Двадцать минут спустя он ехал в такси. Молодой да ранний гаишник согласился закрыть глаза на то, что Богдан слегка во хмелю, но стребовал с него не по провинциальным, и даже не по московским, а прямо-таки по рублевским расценкам. Богдан торговался с ним, но много не выторговал и теперь пребывал в мрачном состоянии духа.
— Какой корыстной стала молодежь! — бурчал под нос Богдан и был сам себе противен. — Кстати, о молодежи… все же любопытно, ждут ли меня? Откроют ли мне объятья?

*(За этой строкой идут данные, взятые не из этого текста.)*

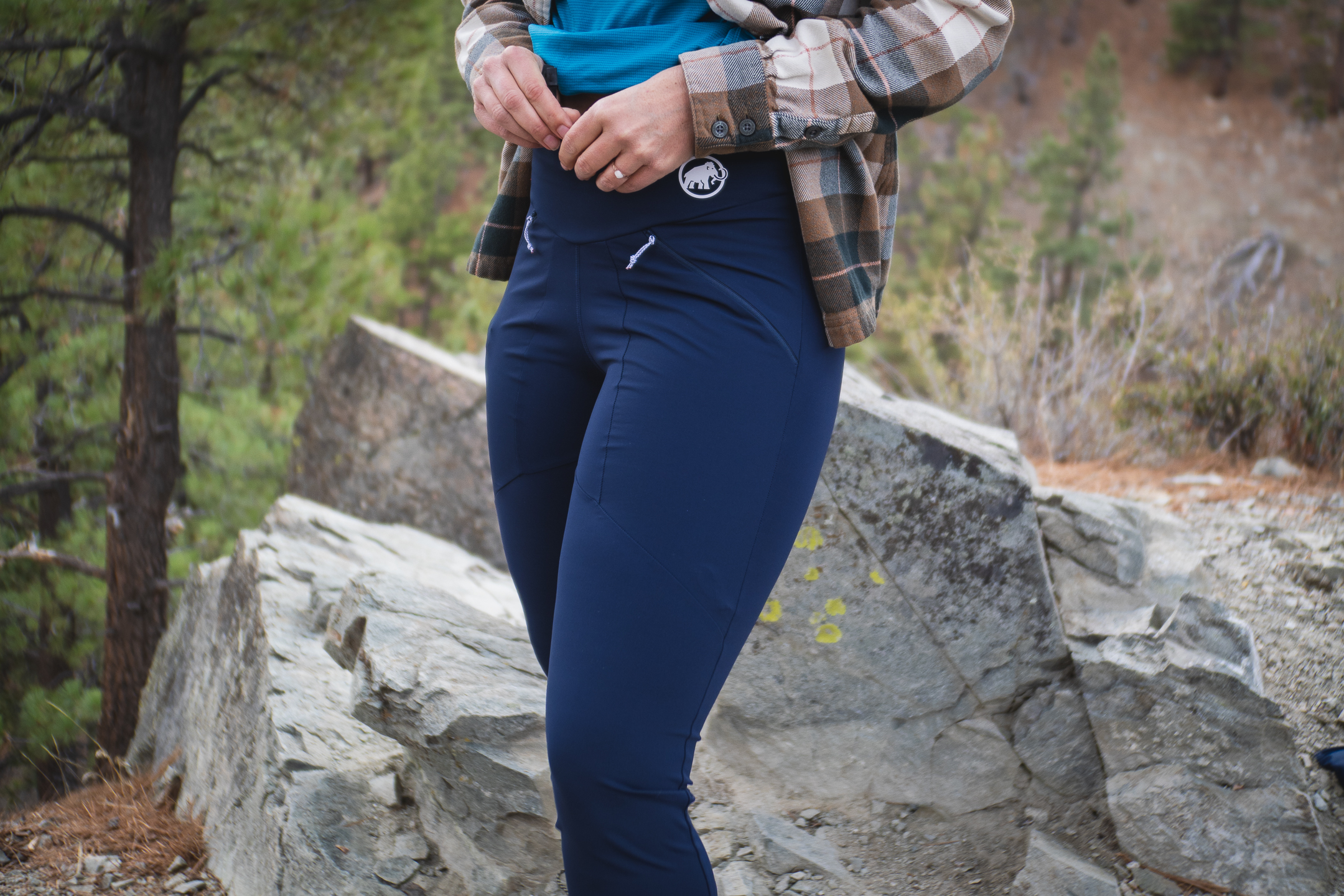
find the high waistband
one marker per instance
(580, 213)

От сомнений ему стало еще грустней. Тогда он фыркнул, махнул рукой и вытащил из магазинного пакета бутылку дорогого французского коньяка, купленную в подарок. Богдан вытянул из горлышка тугую пробку и сделал два хороших глотка. Коньяк распустился на языке обжигающим туманным букетом, побежал по гортани теплом.
— Это проверка качества, Степа, — подмигнул невидимому собеседнику Соловей.
— Обнажай наследника! — высунулся Степа.
Юля молча кивнула.
Ванна уже была полна воды, на поверхности колыхались пучеглазые резиновые рыбки.
— Опускаем Степаныча!
— Ааарррр!
— Степаныч доволен. Да-а, Степаныч доволен! Юля, куда ты?
— Я на минуточку.
— Плюх! Плюх! Ах, как мы умеем!
— Видите, я к вам вернулась.
— Мама бросила нас на целый день, а теперь вернулась, да, Быстрый?
Юля вздохнула и, смотря в угол ванной, сказала:
— Я сегодня… что-то на меня нашло. Не в себе была.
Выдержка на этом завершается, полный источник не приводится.